Mary Spencer avait obtenu sa qualification olympique aux dépens de la boxeuse Ariane Fortin. Mais après la déconfiture qu'a connue l'Ontarienne hier à Londres, le jugement s'est fait sévère au Québec.

Trois fois championne du monde, Spencer était favorite contre la Chinoise Li Jinzi. Mais après quatre rounds de deux minutes, les juges ont donné la victoire à Li sur la marque de 17-14. La boxeuse de Windsor a été éliminée des Jeux, qui présentaient pour la première fois l'épreuve de boxe féminine.

«Je n'ai pas d'excuse, ç'a été un combat juste, a-t-elle indiqué à l'issue d'un duel où elle a paru sans lustre. La Chinoise a fait un combat phénoménal et elle mérite toutes mes félicitations.»

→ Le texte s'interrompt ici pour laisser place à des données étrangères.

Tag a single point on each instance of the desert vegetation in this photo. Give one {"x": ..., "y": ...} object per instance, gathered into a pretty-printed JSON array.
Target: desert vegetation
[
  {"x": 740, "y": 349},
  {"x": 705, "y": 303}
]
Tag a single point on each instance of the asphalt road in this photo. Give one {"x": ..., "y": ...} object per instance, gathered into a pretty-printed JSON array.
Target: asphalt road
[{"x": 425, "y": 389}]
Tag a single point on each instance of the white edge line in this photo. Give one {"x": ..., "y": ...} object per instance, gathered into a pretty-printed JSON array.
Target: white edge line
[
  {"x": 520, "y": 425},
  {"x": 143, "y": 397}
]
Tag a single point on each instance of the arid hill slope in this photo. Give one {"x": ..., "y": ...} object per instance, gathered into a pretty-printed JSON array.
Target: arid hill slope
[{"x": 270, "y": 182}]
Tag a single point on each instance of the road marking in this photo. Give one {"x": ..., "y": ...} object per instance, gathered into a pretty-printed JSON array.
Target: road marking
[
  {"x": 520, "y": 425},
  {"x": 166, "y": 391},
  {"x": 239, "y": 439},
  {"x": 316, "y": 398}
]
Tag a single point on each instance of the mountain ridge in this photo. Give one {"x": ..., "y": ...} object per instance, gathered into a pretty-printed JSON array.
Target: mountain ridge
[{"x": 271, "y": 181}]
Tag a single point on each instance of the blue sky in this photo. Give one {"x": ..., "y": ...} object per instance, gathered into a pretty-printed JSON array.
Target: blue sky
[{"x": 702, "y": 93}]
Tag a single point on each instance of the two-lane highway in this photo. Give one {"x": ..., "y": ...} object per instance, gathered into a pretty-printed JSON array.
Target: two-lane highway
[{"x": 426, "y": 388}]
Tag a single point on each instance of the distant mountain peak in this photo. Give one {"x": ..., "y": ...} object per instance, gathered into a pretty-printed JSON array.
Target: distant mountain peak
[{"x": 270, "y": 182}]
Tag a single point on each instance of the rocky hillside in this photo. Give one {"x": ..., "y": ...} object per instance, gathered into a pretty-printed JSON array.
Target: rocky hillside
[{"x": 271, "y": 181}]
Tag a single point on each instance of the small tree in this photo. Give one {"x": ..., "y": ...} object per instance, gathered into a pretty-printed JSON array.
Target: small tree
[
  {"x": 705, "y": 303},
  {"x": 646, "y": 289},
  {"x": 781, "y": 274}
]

Tout de suite après le combat, l'entraîneur Stéphan Larouche, qui est proche de l'entourage de Fortin, a envoyé un message lourd de sens sur Twitter: «Le Québec s'ennuie d'Ariane Fortin.»

«Personne ne se réjouit de cette défaite. Mais c'est une performance décevante, a commenté Larouche. Elle a semblé manquer de jus. Et je ne comprends pas pourquoi elle s'est collée sur la Chinoise au lieu d'utiliser sa portée. Sa stratégie n'était pas bonne.»

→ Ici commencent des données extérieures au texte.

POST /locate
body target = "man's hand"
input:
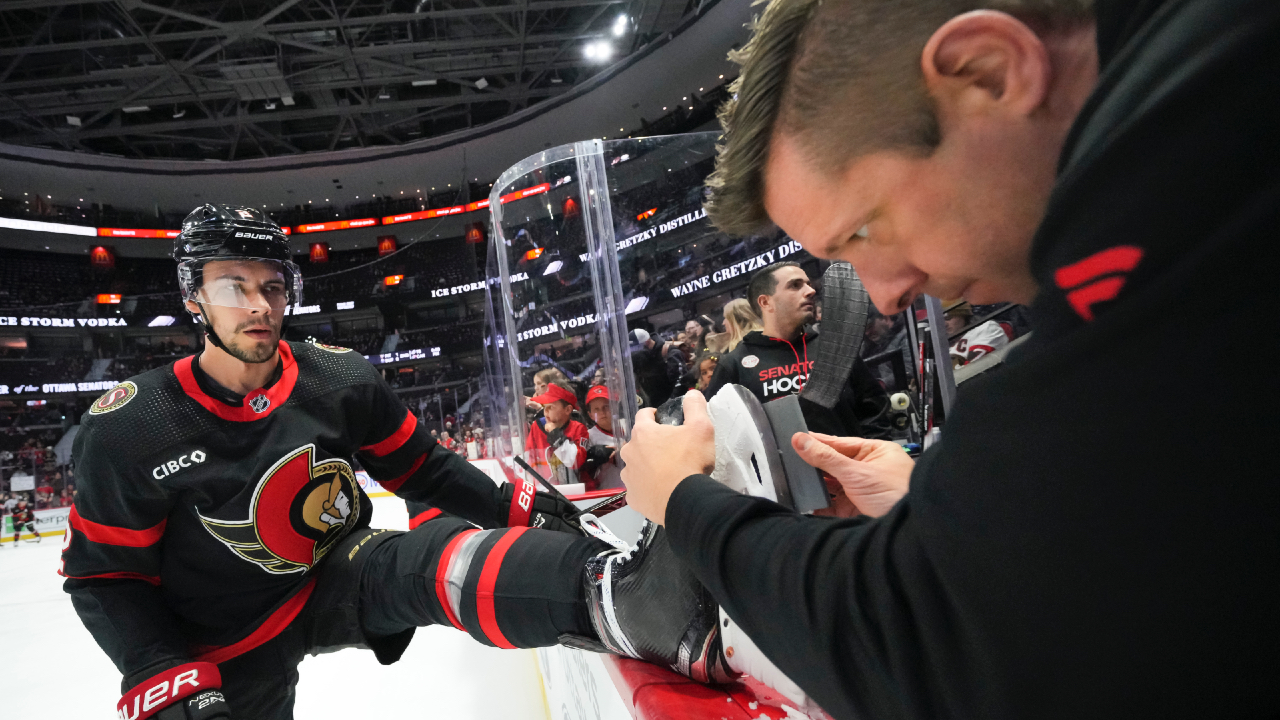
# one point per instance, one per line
(659, 456)
(873, 474)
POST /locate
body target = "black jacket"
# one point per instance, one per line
(771, 368)
(1091, 537)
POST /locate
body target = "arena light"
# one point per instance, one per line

«Au fil des années, Ariane a toujours été une compétitrice fiable, et aux Jeux olympiques, t'as besoin de fiabilité», estime Larouche.

Fortin, elle-même deux fois championne du monde, a regardé le combat d'hier et n'a pas été impressionnée. «Je ressens un mélange de plein de choses. Mais je ne veux pas dire de mal de Mary, on se respecte, elle et moi», a-t-elle affirmé lorsque jointe par La Presse.

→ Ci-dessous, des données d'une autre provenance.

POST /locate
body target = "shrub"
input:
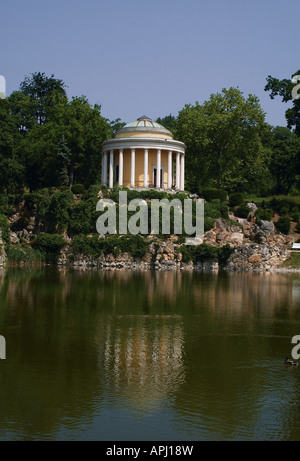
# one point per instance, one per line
(212, 193)
(19, 253)
(49, 245)
(242, 211)
(236, 199)
(95, 246)
(205, 252)
(295, 216)
(263, 214)
(208, 224)
(58, 211)
(77, 189)
(283, 225)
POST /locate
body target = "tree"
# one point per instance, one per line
(45, 92)
(223, 138)
(60, 140)
(11, 168)
(284, 89)
(284, 165)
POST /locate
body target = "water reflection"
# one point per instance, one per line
(203, 351)
(142, 357)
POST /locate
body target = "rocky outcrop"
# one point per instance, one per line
(256, 248)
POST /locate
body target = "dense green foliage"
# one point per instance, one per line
(50, 167)
(48, 140)
(94, 246)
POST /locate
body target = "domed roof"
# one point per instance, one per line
(144, 126)
(144, 121)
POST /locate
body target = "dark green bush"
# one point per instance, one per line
(263, 214)
(208, 224)
(283, 206)
(236, 199)
(242, 211)
(49, 245)
(77, 189)
(283, 225)
(80, 221)
(212, 194)
(20, 253)
(205, 252)
(58, 211)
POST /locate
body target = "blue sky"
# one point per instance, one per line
(151, 57)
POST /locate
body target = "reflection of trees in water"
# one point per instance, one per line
(77, 337)
(50, 373)
(142, 357)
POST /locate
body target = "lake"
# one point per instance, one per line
(154, 356)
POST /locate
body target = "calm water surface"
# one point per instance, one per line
(94, 355)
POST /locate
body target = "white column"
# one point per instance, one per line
(146, 168)
(111, 170)
(158, 166)
(132, 170)
(177, 170)
(182, 172)
(104, 180)
(169, 169)
(121, 167)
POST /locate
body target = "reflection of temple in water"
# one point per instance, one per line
(142, 356)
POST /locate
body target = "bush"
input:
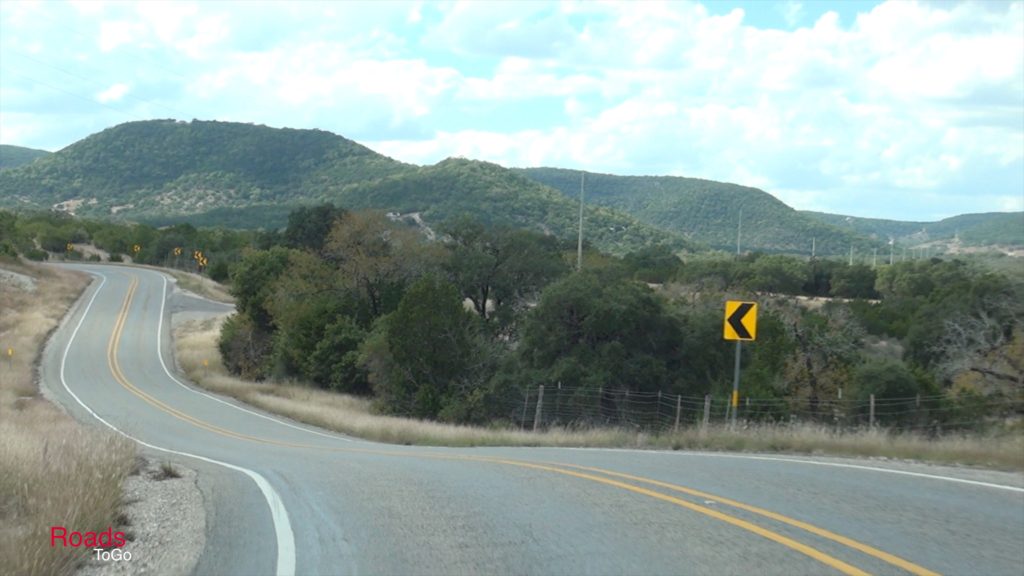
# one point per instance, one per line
(218, 272)
(244, 347)
(37, 254)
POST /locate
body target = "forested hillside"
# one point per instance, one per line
(494, 195)
(971, 230)
(14, 156)
(218, 173)
(167, 168)
(707, 211)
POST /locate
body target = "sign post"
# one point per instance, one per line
(740, 324)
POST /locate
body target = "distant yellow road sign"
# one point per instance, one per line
(740, 321)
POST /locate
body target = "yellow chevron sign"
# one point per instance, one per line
(740, 321)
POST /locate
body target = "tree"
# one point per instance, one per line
(496, 266)
(825, 343)
(654, 263)
(377, 257)
(854, 282)
(778, 275)
(427, 359)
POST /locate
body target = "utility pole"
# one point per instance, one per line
(580, 241)
(739, 230)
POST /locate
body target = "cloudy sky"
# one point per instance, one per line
(899, 110)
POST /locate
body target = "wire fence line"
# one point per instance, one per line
(549, 406)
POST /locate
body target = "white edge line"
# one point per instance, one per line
(160, 354)
(282, 525)
(803, 461)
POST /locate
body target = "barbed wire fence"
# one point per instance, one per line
(557, 406)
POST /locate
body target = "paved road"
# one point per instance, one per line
(284, 498)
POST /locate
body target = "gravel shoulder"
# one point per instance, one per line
(164, 520)
(164, 516)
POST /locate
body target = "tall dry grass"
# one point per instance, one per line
(196, 341)
(53, 471)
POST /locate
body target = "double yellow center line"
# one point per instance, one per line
(607, 478)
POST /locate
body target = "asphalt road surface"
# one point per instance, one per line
(285, 498)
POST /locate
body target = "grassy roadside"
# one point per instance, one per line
(55, 470)
(199, 285)
(196, 346)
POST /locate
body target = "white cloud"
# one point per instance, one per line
(114, 93)
(908, 98)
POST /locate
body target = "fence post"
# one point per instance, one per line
(540, 402)
(679, 407)
(525, 402)
(704, 424)
(870, 413)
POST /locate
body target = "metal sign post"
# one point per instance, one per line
(740, 324)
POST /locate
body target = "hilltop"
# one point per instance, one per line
(14, 156)
(244, 175)
(970, 230)
(146, 169)
(707, 211)
(495, 195)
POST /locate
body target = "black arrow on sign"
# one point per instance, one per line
(736, 321)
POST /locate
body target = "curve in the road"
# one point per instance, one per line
(285, 538)
(282, 524)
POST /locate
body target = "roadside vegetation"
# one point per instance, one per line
(457, 328)
(196, 343)
(356, 324)
(54, 470)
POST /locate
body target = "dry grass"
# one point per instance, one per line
(55, 471)
(200, 285)
(196, 341)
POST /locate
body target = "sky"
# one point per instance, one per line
(899, 110)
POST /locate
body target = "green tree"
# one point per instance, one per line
(428, 359)
(495, 266)
(377, 257)
(308, 227)
(252, 283)
(591, 331)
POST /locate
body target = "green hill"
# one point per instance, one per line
(167, 168)
(14, 156)
(707, 211)
(220, 173)
(972, 230)
(499, 196)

«Maintenant, c'est clair que sa performance est décevante. On peut aussi se poser des questions sur sa préparation. Elle n'avait pas l'air extra en forme. Est-ce qu'elle était bien préparée? demande Fortin. Parce qu'en forme, elle peut battre la Chinoise.»

Elle pense aussi que l'immense pression que Spencer avait sur les épaules a fini par lui nuire. «On l'a tellement encensée au Canada! Le Comité olympique la voyait déjà médaillée. Elle fait des pubs pour Cover Girl, ajoute-t-elle. C'est une grosse pression et ça peut influencer la performance.»

Fortin et Spencer ont été au coeur d'une rivalité intense dans les mois précédant les Jeux. Les deux se sont battues pour représenter le Canada dans la catégorie des poids moyens (75 kg). Spencer a assuré sa place en l'emportant contre Fortin sur décision des juges en janvier dernier au championnat canadien. «On s'est fait voler», avait alors dit sans détour l'entraîneur de la Québécoise, Mike Moffa.

Pas question de s'arrêter

Mary Spencer a d'ailleurs mentionné cette victoire sur Fortin dans les minutes qui ont suivi sa défaite. Selon elle, le fait d'avoir dû être à son sommet pour affronter la Québécoise l'a hypothéquée en vue de Londres.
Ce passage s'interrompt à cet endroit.